Truth Revolt has been roughly described as a conservative version of Media Matters for America and is run by talk-radio host and writer Ben Shapiro, perhaps best known in Hollywood for his release of audio recordings he says prove many in the TV industry are hostile to conservatives and insert liberal messages into their programming. Truth Revolt is a project of the David Horowitz Freedom Center, and the letter from Harder was sent to both Shapiro and David Horowitz, as well as their attorneys.
Contacted by phone, Shapiro had no comment on what he called the "cease and desist" letter, though he has written about it at the Truth Revolt website.
"We refuse to withdraw our story or apologize for running it, because quoting a woman's book does not constitute a 'false' story, even if she is a prominent actress and left-wing activist," Shapiro wrote. "Lena Dunham may not like our interpretation of her book, but unfortunately for her and her attorneys, she wrote that book — and the First Amendment covers a good deal of material she may not like."
Harder and other representatives for Dunham did not return calls for comment.
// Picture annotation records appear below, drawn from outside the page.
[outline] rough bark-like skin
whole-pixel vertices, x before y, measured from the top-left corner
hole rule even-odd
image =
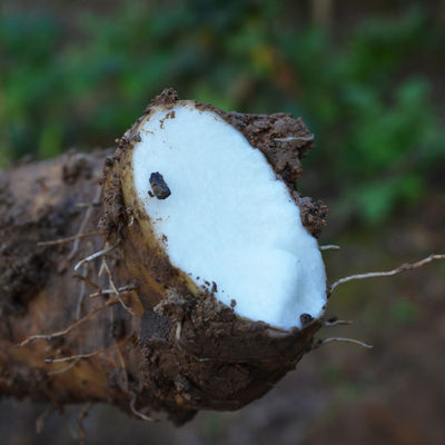
[[[176,92],[166,90],[147,109],[146,118],[154,107],[168,108],[177,101]],[[226,113],[198,107],[218,112],[265,154],[300,202],[305,226],[318,235],[326,207],[300,199],[294,189],[301,175],[299,159],[313,144],[303,121],[289,115]],[[310,350],[320,320],[305,319],[303,329],[280,332],[241,319],[216,301],[211,289],[202,291],[169,263],[132,190],[130,154],[140,122],[122,137],[112,157],[109,151],[69,152],[1,172],[0,394],[61,405],[101,400],[135,414],[134,403],[138,411],[165,409],[182,423],[198,409],[237,409],[260,397]],[[289,136],[295,139],[274,140]],[[75,235],[81,226],[83,234],[98,227],[105,234],[57,246],[37,245]],[[116,287],[138,284],[122,296],[132,314],[117,303],[65,336],[14,347],[30,335],[50,334],[75,323],[83,294],[80,317],[115,297],[89,298],[98,289],[73,277],[75,265],[105,244],[117,246],[106,256]],[[110,289],[107,274],[99,276],[102,259],[78,271]],[[44,362],[103,348],[75,363]]]

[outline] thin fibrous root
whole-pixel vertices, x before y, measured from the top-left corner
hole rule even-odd
[[[83,406],[82,411],[77,417],[77,429],[79,431],[78,433],[79,444],[85,444],[87,438],[87,432],[85,431],[83,419],[88,416],[91,406],[92,402],[87,403],[87,405]]]
[[[49,370],[47,374],[48,375],[58,375],[58,374],[65,374],[68,373],[70,369],[72,369],[78,363],[80,362],[80,358],[73,360],[72,363],[70,363],[68,366],[66,366],[65,368],[61,369],[57,369],[57,370]]]
[[[365,278],[375,278],[375,277],[392,277],[393,275],[402,274],[403,271],[406,270],[412,270],[412,269],[417,269],[422,266],[425,266],[426,264],[438,260],[438,259],[445,259],[445,255],[429,255],[428,257],[421,259],[417,263],[406,263],[402,266],[398,266],[397,268],[388,271],[370,271],[367,274],[357,274],[357,275],[349,275],[348,277],[344,277],[335,281],[328,289],[327,295],[330,296],[330,294],[337,288],[337,286],[343,285],[344,283],[353,281],[355,279],[365,279]]]
[[[109,353],[110,350],[119,348],[121,345],[123,345],[126,342],[128,342],[131,337],[132,337],[132,334],[130,334],[129,336],[123,338],[123,340],[117,343],[116,345],[112,345],[112,346],[110,346],[108,348],[96,349],[92,353],[76,354],[76,355],[70,355],[69,357],[60,357],[60,358],[47,357],[44,359],[44,363],[65,363],[65,362],[82,360],[85,358],[91,358],[95,355]]]
[[[115,285],[115,281],[113,281],[113,279],[112,279],[111,270],[110,270],[110,268],[108,267],[108,263],[107,263],[107,260],[106,260],[105,257],[102,258],[102,266],[105,267],[105,270],[107,271],[108,280],[109,280],[109,283],[110,283],[110,287],[111,287],[113,294],[116,295],[116,298],[119,299],[119,303],[120,303],[120,305],[123,307],[123,309],[127,310],[128,314],[130,314],[131,316],[135,317],[135,316],[136,316],[135,312],[134,312],[130,307],[128,307],[128,306],[125,304],[122,297],[120,296],[119,290],[117,289],[117,287],[116,287],[116,285]]]
[[[48,416],[55,411],[55,407],[51,405],[36,421],[36,433],[40,434],[44,428],[44,422],[47,421]]]
[[[298,140],[301,142],[312,142],[314,140],[314,135],[309,136],[288,136],[287,138],[274,138],[273,140],[277,142],[290,142],[293,140]]]
[[[75,271],[79,270],[79,268],[81,266],[83,266],[85,264],[90,263],[96,258],[100,258],[101,256],[109,254],[111,250],[115,250],[119,243],[120,243],[120,239],[118,239],[112,246],[108,246],[108,247],[103,248],[102,250],[96,251],[95,254],[91,254],[88,257],[81,259],[75,266]]]
[[[98,291],[101,291],[101,287],[97,285],[96,283],[91,281],[87,276],[81,275],[81,274],[73,274],[75,278],[81,279],[85,281],[88,286],[93,287],[95,289],[98,289]]]
[[[60,239],[55,239],[52,241],[40,241],[37,243],[38,246],[57,246],[60,244],[67,244],[75,241],[76,239],[81,239],[81,238],[90,238],[95,236],[100,236],[100,235],[106,235],[107,233],[103,230],[97,230],[97,231],[90,231],[88,234],[77,234],[68,238],[60,238]]]
[[[135,416],[138,416],[139,418],[141,418],[142,421],[146,421],[146,422],[159,422],[158,418],[148,417],[145,414],[142,414],[141,412],[137,411],[136,409],[137,396],[132,392],[131,392],[131,395],[132,396],[131,396],[131,402],[130,402],[130,409],[131,409],[131,413],[135,414]]]
[[[83,265],[83,274],[85,274],[85,276],[88,275],[88,265]],[[76,305],[76,319],[77,320],[80,318],[80,316],[82,314],[82,306],[83,306],[85,295],[86,295],[86,281],[81,280],[80,281],[79,296],[77,298],[77,305]]]
[[[324,339],[319,339],[318,342],[316,342],[312,349],[317,349],[323,345],[326,345],[327,343],[334,343],[334,342],[339,342],[339,343],[353,343],[354,345],[358,345],[358,346],[363,346],[365,348],[372,349],[374,346],[373,345],[368,345],[367,343],[360,342],[360,340],[356,340],[354,338],[342,338],[342,337],[332,337],[332,338],[324,338]]]
[[[119,287],[117,290],[119,294],[123,294],[123,293],[135,290],[137,288],[138,288],[138,286],[136,286],[136,285],[127,285],[127,286]],[[90,294],[89,298],[102,297],[103,295],[110,295],[110,294],[116,294],[116,293],[113,289],[100,289],[97,293]]]
[[[99,201],[101,195],[102,195],[102,186],[97,188],[93,202]],[[86,227],[88,225],[88,221],[91,218],[91,214],[92,214],[92,206],[89,206],[87,208],[87,211],[86,211],[86,214],[83,216],[82,221],[80,222],[80,227],[79,227],[79,230],[78,230],[77,235],[83,234],[83,230],[86,229]],[[72,249],[71,249],[70,254],[68,255],[68,259],[70,259],[70,260],[72,258],[75,258],[76,254],[79,250],[79,245],[80,245],[79,239],[80,239],[79,237],[75,239],[75,244],[72,245]]]
[[[327,244],[325,246],[319,246],[318,247],[320,250],[339,250],[340,246],[337,246],[335,244]]]
[[[69,334],[71,330],[73,330],[73,329],[78,328],[79,326],[83,325],[85,323],[89,322],[91,318],[93,318],[97,314],[99,314],[101,310],[103,310],[108,306],[116,305],[117,303],[119,303],[118,298],[109,299],[103,305],[101,305],[98,308],[93,309],[88,315],[86,315],[85,317],[80,318],[79,320],[77,320],[72,325],[68,326],[63,330],[58,330],[58,332],[52,333],[52,334],[36,334],[36,335],[31,335],[31,336],[27,337],[23,342],[17,344],[16,347],[23,347],[23,346],[28,345],[29,343],[38,340],[38,339],[43,339],[43,340],[49,342],[52,338],[62,337],[62,336]]]

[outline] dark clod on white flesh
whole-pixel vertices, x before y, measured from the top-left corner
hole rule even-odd
[[[159,171],[155,171],[150,175],[150,186],[158,199],[166,199],[171,195],[171,190]]]
[[[215,297],[236,300],[241,317],[281,329],[318,318],[326,276],[317,240],[261,151],[194,102],[152,107],[138,130],[134,184],[171,264],[204,290],[216,283]]]

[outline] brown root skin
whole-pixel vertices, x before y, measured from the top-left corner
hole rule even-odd
[[[167,90],[151,107],[177,100]],[[199,107],[243,131],[300,200],[295,179],[313,144],[300,120]],[[182,423],[260,397],[310,350],[323,320],[281,332],[241,319],[169,263],[132,190],[140,123],[112,157],[69,152],[0,174],[0,394],[106,402],[146,419],[164,409]],[[317,234],[326,208],[305,202]]]

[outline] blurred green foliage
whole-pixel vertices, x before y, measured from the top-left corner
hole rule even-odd
[[[111,146],[171,86],[224,109],[303,116],[317,138],[308,162],[319,187],[344,215],[384,221],[435,187],[444,165],[442,110],[424,69],[444,30],[421,7],[347,29],[296,23],[289,8],[191,0],[79,10],[68,21],[2,14],[0,164]]]

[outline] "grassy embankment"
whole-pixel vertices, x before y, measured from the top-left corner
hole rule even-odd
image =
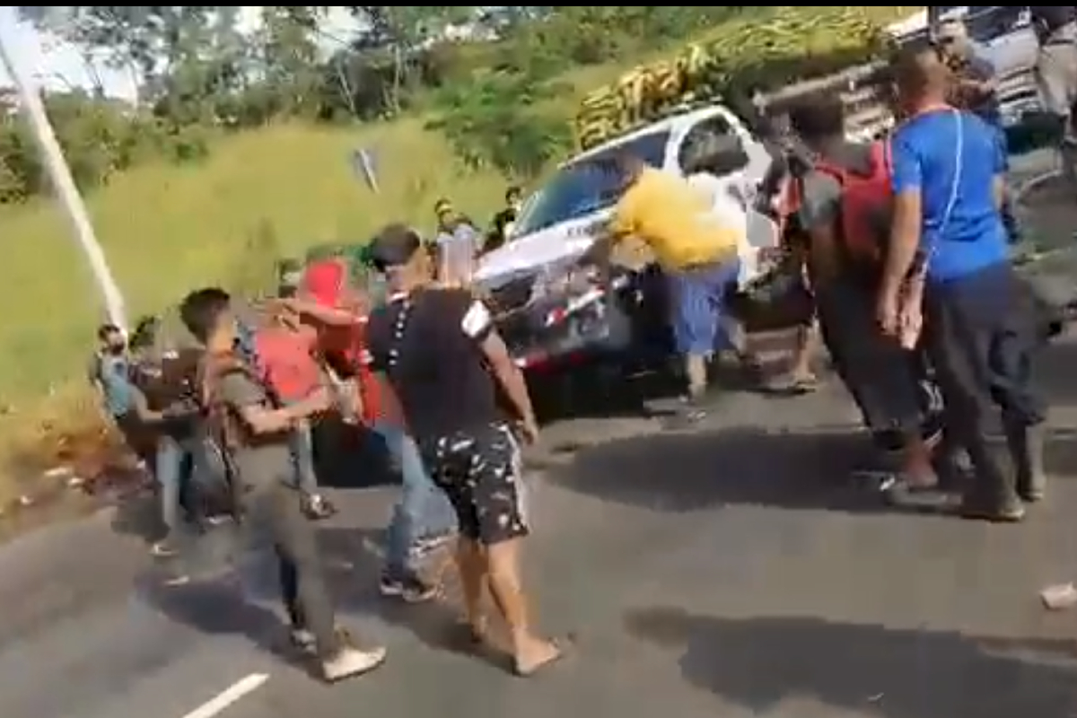
[[[707,36],[721,37],[722,29]],[[565,78],[573,91],[543,111],[570,122],[584,94],[640,60]],[[380,194],[352,172],[349,156],[360,146],[377,151]],[[159,310],[195,284],[234,284],[266,261],[265,248],[252,245],[260,228],[271,229],[278,251],[300,254],[312,244],[368,237],[388,221],[430,227],[432,205],[440,196],[477,217],[489,216],[505,184],[495,172],[465,170],[440,135],[425,129],[421,118],[408,118],[350,129],[293,125],[248,132],[220,143],[202,165],[150,166],[118,177],[89,206],[128,309],[137,315]],[[6,309],[0,323],[3,460],[48,454],[57,436],[99,431],[82,378],[101,311],[54,203],[0,211],[0,234]],[[24,490],[10,474],[0,468],[0,507]]]

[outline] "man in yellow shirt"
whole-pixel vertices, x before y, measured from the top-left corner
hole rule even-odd
[[[605,248],[634,237],[654,252],[670,288],[673,337],[684,356],[687,402],[683,418],[703,417],[707,364],[722,330],[725,298],[737,282],[743,228],[725,222],[687,180],[648,167],[631,155],[617,158],[626,187],[614,210]],[[728,337],[723,336],[728,342]]]

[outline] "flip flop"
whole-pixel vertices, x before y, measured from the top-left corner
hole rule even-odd
[[[551,656],[547,657],[546,660],[529,665],[526,668],[520,666],[519,662],[514,661],[513,674],[517,678],[531,678],[540,672],[553,667],[554,665],[560,663],[563,659],[568,658],[569,647],[572,645],[572,640],[570,638],[555,638],[549,643],[555,650]]]

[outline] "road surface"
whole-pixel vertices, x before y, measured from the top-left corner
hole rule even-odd
[[[577,644],[531,681],[452,650],[451,605],[377,597],[390,489],[339,493],[322,531],[344,615],[391,650],[332,688],[278,654],[266,566],[169,589],[125,516],[32,534],[0,550],[0,716],[1075,716],[1074,618],[1036,596],[1077,573],[1075,356],[1048,357],[1053,481],[1017,526],[881,509],[845,479],[863,439],[835,385],[729,395],[688,435],[553,427],[527,559]]]

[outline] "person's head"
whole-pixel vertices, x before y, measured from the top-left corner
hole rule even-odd
[[[505,191],[505,206],[514,210],[520,209],[520,201],[523,199],[523,191],[517,186],[512,186]]]
[[[406,292],[431,278],[430,253],[419,233],[407,225],[382,227],[370,242],[370,257],[393,291]]]
[[[102,351],[111,354],[120,354],[127,348],[127,339],[123,329],[115,324],[101,324],[97,327],[97,342]]]
[[[437,228],[451,231],[459,222],[459,214],[448,199],[444,197],[434,202],[434,216],[437,217]]]
[[[973,40],[961,19],[942,20],[935,30],[935,46],[949,60],[963,62],[973,54]]]
[[[789,109],[789,128],[813,150],[845,135],[845,109],[836,95],[805,98]]]
[[[923,107],[946,102],[950,69],[932,47],[899,51],[891,61],[891,76],[899,114],[914,114]]]
[[[237,340],[232,296],[210,286],[195,290],[180,302],[180,320],[187,332],[213,352],[232,351]]]

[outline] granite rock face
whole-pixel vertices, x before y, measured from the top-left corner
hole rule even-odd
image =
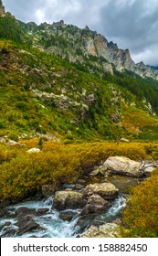
[[[88,185],[82,191],[85,197],[97,194],[104,199],[113,199],[117,197],[119,189],[110,182]]]
[[[124,156],[111,156],[103,164],[108,170],[116,174],[132,176],[142,176],[142,163],[131,160]]]

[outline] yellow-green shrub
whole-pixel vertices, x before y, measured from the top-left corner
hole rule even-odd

In his letter, Harder demands Shapiro and Horowitz "immediately print a prominent public apology and retraction at all media whereat you published the story." He also suggests the text of such an apology: "We recently published a story stating that Ms. Dunham engaged in sexual conduct with her sister. The story was false, and we deeply regret having printed it. We apologize to Ms. Dunham, her sister, and their parents, for this false report."
The letter says that remedies to Dunham include "actual damages to her personal and professional reputation which likely would be calculated in the millions of dollars; punitive damages which can be a multiple of up to ten times actual damages; and injunctive relief."
The letter also says that the Truth Revolt story contains "outright falsified statements" that are attributed to Dunham and her book.
"The statements do not appear anywhere in the book, thus showing intent to harm, knowing falsity as well as reckless disregard for the truth, any one of which meets the malice requirement."